Sun Devil Stadium doesn't belong to the stadium fraternity of lore that so many of its counterparts benefit from. It's not particularly old, it's not particularly big, and it hasn't an abnormal number of great teams. But it does hold a distinction that no other venue enjoys. It's the only college-specific stadium in America to crown an NFL and college football stadium. Miami's Orange Bowl is now extinct, New Orleans has hosted a number of Super Bowls and college championships but it belongs to the Saints before Tulane, Tampa has not yet had its crack at the College Football Playoff Championship, and it's a pro stadium anyway.
It's a place worth preserving, and Arizona State plans to do just that.
The Sun Devils will sink $210 million into a three-year project that will essentially hollow out the stadium and give it an entirely new interior, with a new lower bowl with improved leg room and sight lines, rip out 5,700 seats from the upper deck, and install a new concert-friendly plaza with a state-of-the-art video board.

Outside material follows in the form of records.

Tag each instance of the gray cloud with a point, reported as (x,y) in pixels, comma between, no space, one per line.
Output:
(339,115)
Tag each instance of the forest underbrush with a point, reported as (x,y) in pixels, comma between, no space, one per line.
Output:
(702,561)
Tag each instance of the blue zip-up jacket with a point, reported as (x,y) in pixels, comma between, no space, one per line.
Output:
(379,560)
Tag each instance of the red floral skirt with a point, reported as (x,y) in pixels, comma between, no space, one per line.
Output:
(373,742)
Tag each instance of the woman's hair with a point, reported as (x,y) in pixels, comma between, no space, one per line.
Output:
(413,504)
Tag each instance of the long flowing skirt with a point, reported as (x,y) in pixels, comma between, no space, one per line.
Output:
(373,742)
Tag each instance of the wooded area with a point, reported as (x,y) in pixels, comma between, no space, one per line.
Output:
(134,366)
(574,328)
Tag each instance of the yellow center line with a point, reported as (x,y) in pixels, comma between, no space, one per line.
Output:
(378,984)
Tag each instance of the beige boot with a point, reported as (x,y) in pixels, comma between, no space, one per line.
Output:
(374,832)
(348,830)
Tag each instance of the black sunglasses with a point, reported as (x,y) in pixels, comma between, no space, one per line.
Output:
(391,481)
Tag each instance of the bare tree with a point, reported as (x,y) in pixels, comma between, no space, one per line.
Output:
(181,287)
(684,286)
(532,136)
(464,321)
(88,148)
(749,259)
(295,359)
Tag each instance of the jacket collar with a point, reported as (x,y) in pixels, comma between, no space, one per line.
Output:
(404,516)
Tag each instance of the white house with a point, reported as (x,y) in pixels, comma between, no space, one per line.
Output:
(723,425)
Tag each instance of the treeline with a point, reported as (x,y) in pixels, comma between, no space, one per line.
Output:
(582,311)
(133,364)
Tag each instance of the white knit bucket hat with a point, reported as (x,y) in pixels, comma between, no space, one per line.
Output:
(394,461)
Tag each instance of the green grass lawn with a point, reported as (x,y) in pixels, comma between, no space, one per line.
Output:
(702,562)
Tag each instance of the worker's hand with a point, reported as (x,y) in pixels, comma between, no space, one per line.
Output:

Construction begins in earnest in 2015, and the Sun Devils will continue to play in Sun Devil Stadium during the renovation.
"We've got many, many, many important projects at ASU. Projects that have to do with the production of nurses, and engineers, and scientists, and business leaders, as opposed to a stadium which is used a few times a year," ASU president Dr. Michael Crow said. "Yet we have decided, in the context of advancing the institution, that this is a project of immense importance and priority to us for the further evolution and advancement of our football program.
"Football is extremely important to our culture and how it's framed and how it moves forward. Therefore needing a place - this stadium - to advance on this stadium with the full engagement of everything Arizona State University has."
The program has taken strides in two years under Todd Graham, and the improved stadium will allow Arizona State with the rest of a Pac-12 Conference that has quickly rushed into a Cold War-sytle arms race.
"It's going to be a great opportunity to see the future with Coach Graham and what ASU has to offer," said Tempe mayor Mark Mitchell.